By Moses Akin Aremu
Kosmos Energy has taken the spotlight as the Western independent mostly associated with African frontier exploration.
The Dallas based independent didn’t get properly recognised for opening the Tano Basin offshore Ghana, even though it made the 2007 discovery on which Tullow Oil rode to world acclaim.
No one could ignore, however, its effort in the North West African margin.
Even when it comes up with dry holes back to back it is able to snatch victory from the jaws of defeat. The statement that its second phase of exploration offshore Mauritania and Senegal, “yielded the industry’s largest hydrocarbon discovery of the year at Yakaar-1”, masks the reality of three dry holes in that campaign, and the fact that the Yakaar-1 was the lone discovery.

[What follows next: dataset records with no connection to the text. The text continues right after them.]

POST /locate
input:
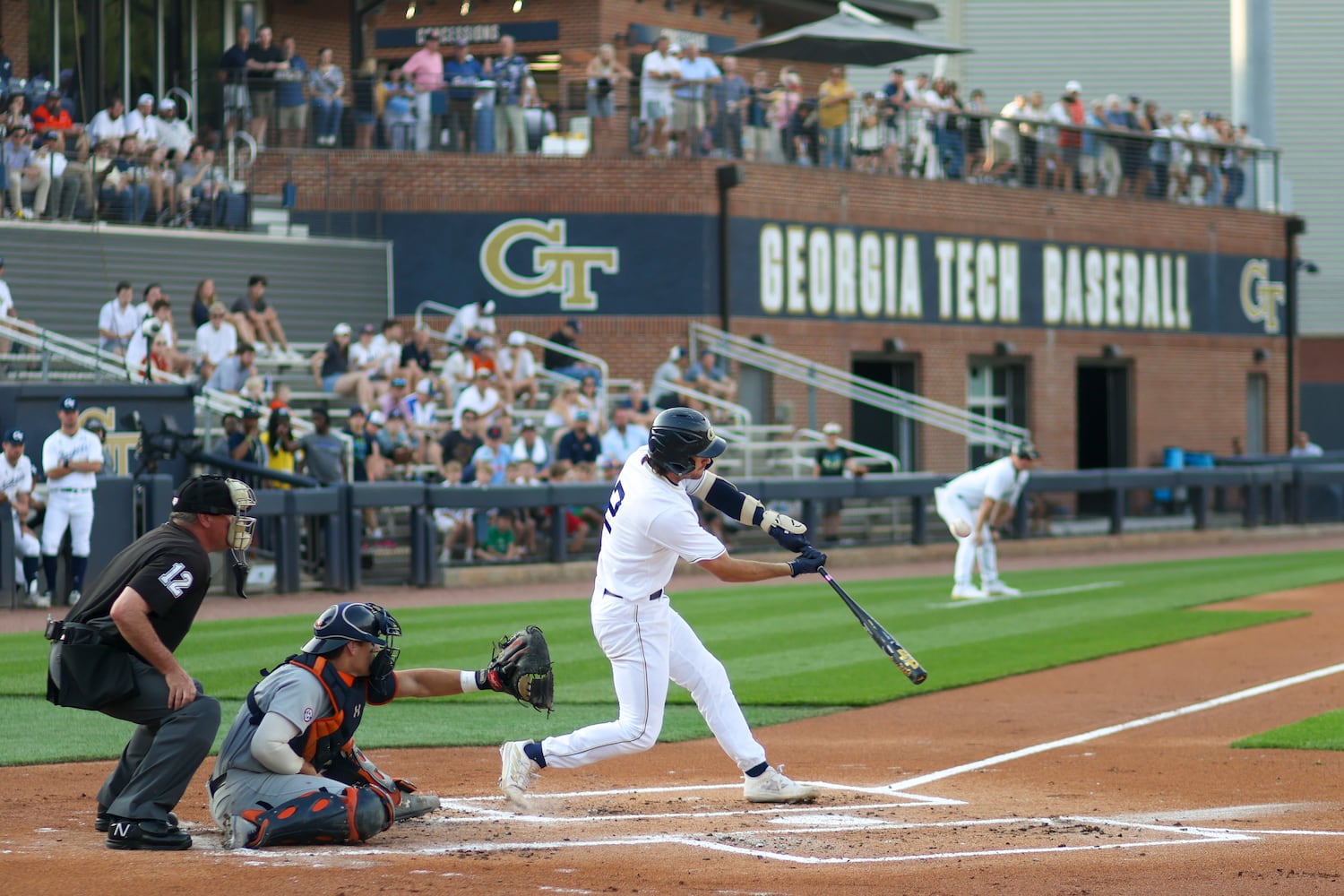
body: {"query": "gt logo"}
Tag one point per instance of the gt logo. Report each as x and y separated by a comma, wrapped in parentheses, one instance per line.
(177, 579)
(556, 266)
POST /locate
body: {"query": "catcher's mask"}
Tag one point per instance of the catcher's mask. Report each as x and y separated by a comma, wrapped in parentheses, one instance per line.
(223, 495)
(344, 622)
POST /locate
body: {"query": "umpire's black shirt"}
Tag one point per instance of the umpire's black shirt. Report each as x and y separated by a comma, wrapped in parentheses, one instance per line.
(168, 568)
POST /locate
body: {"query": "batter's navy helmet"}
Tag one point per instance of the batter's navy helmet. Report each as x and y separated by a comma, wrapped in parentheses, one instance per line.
(679, 435)
(343, 622)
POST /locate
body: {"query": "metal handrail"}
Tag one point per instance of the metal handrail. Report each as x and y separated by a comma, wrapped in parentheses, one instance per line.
(916, 408)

The claim also conveniently hides the company’s frustration at not finding the sorely wanted oil reservoirs, outboard the gas that it had earlier encountered in the Tortue complex off those two countries in mid-2015.
Kosmos couches its disappointment in earth science speak. The campaign, it said, had provided “sub-surface data that will help us refine our understanding of how the petroleum systems offshore the two countries work”.
There are many influential entities who bet on Kosmos’ extraordinary ability to deliver on E&P projects, from exploration to production.
Gabriel Obiang Lima, Equatorial Guinea’s Minister for Hydrocarbons, is one, and we’d soon get to that.
BP is another. The British major is so much a worshipful admirer of the geoscientific competencies of this sleek American independent, that its agreement with Kosmos has extended beyond the partnership in NW Africa. Now they work together in Cote D’Ivoire and are jointly seeking prospective tracts elsewhere on the continent.
BP’s philosophy is: Kosmos understands the geology of Africa. It gets to do the foundational basin analysis and maps the fairways. It determines where the leads are and comes up with the play concepts. It generates the prospect inventory. It then works up the well locations and drills.